U.S. Secretary of State John Kerry said on his way to meet his Iranian counterpart Mohammad Javad Zarif that Washington wanted an agreement by the deadline of June 30.
U.S. and Iranian officials began a new round of talks in Geneva on Friday, seeking to end a 12-year standoff over the Islamic Republic's nuclear programme, suspected by the West of harbouring military aims - a charge Tehran consistently denies.
The bilateral Tehran-Washington discussions, to culminate in a foreign ministers' summit on Sunday, are part of wider bargaining between Iran and six major powers - "P5+1" - aimed at restricting Iran's nuclear activities in return for relief from global economic sanctions.
Iran's negotiations with "P5+1" - the United States, Britain, France, Germany, Russia and China - have already missed a November 2014 target date, and in the run-up to the June 30 deadline, wide gaps apparently remain, mainly over Iranian uranium enrichment and the pace of removing sanctions.
Iranian media said nuclear chief Ali Akbar Salehi and President Rouhani's brother and close aide, Hossein Fereydoon, would make their first formal appearance in the marathon talks, now entering a sensitive stage involving fine technical details.
"Fereydoon's presence is prompted by the need to engage in consultations and make necessary coordinations throughout the present round of talks in Geneva," foreign ministry official Mohammad Ali Hosseini said.
"Today Geneva is the epicentre of U.S.-Iranian diplomacy over the remaining nuclear issues," he was quoted as saying by state news agency IRNA.

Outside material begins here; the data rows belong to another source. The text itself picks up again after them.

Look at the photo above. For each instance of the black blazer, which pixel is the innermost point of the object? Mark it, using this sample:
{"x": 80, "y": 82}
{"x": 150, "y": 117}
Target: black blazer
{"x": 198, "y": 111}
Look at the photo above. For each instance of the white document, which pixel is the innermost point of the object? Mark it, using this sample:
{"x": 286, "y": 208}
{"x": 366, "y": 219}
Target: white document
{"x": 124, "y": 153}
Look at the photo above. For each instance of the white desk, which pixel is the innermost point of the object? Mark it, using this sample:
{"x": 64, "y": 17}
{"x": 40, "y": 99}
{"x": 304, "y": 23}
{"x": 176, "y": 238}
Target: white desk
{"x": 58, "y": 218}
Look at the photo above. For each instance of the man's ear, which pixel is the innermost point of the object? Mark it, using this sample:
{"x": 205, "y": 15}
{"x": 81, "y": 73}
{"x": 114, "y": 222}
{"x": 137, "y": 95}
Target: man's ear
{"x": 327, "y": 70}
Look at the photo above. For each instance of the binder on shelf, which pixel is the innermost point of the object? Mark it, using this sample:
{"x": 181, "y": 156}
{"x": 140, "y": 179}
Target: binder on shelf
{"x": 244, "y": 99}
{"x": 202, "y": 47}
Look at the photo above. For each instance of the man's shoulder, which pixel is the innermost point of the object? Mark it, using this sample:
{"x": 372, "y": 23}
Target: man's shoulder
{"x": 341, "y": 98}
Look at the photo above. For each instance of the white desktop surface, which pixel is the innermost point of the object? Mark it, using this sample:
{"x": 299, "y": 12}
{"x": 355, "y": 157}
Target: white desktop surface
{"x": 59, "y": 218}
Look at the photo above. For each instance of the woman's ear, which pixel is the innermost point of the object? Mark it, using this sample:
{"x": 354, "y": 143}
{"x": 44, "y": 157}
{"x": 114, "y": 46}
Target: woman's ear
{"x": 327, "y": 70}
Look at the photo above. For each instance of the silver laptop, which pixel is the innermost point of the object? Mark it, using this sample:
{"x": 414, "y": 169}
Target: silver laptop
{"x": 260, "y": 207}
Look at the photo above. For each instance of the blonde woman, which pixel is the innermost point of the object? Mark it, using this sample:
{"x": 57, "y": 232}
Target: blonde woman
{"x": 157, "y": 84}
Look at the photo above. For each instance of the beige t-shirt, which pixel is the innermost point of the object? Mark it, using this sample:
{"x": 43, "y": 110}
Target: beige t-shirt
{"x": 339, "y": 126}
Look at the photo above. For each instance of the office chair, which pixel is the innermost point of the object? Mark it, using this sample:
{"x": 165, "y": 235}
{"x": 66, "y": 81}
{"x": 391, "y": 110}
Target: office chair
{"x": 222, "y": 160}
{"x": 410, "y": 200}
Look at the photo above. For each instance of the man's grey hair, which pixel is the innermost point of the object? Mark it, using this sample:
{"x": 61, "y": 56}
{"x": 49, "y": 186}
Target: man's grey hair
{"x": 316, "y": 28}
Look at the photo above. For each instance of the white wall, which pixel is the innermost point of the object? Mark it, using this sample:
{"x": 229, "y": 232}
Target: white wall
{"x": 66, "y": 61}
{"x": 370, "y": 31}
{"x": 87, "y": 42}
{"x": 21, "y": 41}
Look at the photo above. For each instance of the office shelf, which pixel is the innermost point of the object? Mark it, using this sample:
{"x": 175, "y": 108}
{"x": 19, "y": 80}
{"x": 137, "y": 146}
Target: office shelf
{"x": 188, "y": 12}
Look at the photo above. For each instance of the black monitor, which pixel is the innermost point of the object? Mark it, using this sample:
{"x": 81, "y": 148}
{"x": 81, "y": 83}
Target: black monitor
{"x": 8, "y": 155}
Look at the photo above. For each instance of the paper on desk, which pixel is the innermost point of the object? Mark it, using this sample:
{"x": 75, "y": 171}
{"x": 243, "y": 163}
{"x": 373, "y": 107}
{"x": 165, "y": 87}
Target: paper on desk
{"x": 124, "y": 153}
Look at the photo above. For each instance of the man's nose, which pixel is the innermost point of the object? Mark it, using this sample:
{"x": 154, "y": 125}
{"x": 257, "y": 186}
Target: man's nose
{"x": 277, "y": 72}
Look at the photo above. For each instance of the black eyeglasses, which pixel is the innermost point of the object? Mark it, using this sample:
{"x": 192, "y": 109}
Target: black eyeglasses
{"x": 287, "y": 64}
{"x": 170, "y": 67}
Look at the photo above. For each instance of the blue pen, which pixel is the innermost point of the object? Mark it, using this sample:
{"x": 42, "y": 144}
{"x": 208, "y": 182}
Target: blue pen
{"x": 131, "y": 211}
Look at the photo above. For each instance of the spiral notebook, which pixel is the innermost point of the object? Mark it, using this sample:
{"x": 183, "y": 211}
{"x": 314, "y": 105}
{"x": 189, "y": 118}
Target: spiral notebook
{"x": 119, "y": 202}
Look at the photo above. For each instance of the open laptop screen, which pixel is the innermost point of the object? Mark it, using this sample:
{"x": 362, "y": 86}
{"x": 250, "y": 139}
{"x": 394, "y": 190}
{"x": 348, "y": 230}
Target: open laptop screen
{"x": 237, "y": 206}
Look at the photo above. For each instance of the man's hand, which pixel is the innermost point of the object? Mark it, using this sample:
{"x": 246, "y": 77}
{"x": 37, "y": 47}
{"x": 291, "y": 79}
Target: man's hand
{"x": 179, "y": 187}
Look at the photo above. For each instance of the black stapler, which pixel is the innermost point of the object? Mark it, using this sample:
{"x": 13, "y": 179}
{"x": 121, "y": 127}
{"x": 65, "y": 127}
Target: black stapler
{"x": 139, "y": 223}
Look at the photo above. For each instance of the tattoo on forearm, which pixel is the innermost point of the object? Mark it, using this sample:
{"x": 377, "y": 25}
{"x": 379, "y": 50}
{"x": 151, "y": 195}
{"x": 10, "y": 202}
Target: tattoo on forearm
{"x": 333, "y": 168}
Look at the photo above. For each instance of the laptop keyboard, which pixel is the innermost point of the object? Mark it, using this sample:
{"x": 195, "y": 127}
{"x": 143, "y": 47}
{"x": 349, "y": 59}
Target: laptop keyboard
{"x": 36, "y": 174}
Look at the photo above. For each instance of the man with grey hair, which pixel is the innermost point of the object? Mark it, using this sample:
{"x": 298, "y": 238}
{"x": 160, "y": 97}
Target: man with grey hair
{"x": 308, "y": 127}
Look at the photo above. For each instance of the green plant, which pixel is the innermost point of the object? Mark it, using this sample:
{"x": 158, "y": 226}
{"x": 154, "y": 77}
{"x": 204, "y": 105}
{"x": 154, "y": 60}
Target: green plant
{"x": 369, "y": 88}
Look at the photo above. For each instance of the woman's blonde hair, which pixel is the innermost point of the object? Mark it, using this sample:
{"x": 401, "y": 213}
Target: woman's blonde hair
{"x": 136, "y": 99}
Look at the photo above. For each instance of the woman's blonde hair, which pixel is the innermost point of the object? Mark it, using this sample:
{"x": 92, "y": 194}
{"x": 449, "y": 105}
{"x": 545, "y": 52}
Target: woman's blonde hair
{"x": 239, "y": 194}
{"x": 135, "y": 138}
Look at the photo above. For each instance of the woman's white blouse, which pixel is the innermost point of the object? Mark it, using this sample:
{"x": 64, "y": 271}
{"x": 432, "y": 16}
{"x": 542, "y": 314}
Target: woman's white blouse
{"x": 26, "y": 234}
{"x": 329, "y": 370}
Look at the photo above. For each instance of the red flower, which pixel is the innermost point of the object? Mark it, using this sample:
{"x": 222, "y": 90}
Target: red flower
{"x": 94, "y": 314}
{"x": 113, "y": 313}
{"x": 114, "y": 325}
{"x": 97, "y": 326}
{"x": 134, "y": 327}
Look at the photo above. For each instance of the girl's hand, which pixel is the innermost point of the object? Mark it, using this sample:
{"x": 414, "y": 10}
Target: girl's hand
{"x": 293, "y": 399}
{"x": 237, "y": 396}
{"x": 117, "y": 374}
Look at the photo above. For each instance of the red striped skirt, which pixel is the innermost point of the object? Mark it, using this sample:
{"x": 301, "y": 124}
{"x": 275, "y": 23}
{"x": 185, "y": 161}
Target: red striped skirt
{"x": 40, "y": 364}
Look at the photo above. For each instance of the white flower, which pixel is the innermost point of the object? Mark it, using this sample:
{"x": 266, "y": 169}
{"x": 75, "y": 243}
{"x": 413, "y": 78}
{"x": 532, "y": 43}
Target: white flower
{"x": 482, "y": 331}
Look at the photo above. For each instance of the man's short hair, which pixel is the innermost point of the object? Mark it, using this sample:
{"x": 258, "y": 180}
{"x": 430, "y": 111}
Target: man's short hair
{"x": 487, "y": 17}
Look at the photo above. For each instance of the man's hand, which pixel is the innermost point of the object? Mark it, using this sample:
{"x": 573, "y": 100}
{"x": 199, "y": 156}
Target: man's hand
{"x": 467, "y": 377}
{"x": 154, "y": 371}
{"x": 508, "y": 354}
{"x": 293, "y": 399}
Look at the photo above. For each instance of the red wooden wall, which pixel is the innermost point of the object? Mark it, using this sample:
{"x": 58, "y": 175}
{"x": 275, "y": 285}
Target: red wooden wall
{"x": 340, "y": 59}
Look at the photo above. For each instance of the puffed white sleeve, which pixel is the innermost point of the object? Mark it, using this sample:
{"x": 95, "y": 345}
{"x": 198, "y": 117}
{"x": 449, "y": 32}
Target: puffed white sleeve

Also taking part in the talks is the U.S Secretary of Energy, Ernest Moniz, who held technical discussions with Salehi in Geneva on Saturday, IRNA said.
The semi-official Tabnak newspaper said Moniz and Salehi had known one another since the early 1970s, when Iran's now nuclear chief studied nuclear engineering at the Massachusetts Institute of Technology (MIT) where Moniz was teaching.
"Now they meet again after more than 40 years. Moniz is joining the Geneva talks to make sure the highly technical diplomacy proceeds with precision," said Tabnak, quoting a nuclear official.
A recent U.N. report said that Iran has refrained from expanding tests of more efficient models of a machine used to refine uranium under a nuclear agreement with six world powers. Development of advanced centrifuges is feared to lead to material potentially suitable for manufacture of nuclear bombs.
Leading Iran negotiator Abbas Araqchi told state television after the first days of talks with the U.S. that the two sides "are in search of more creative ways to speed up the talks".
"The atmosphere was positive and in earnest," he said.
"After a year of negotiations over a wide range of topics, now we are about to enter the fine details. Our goal is for the final accord to include the general outlines and details all at once, so we will have to cram in the deals in all areas and stages," he said.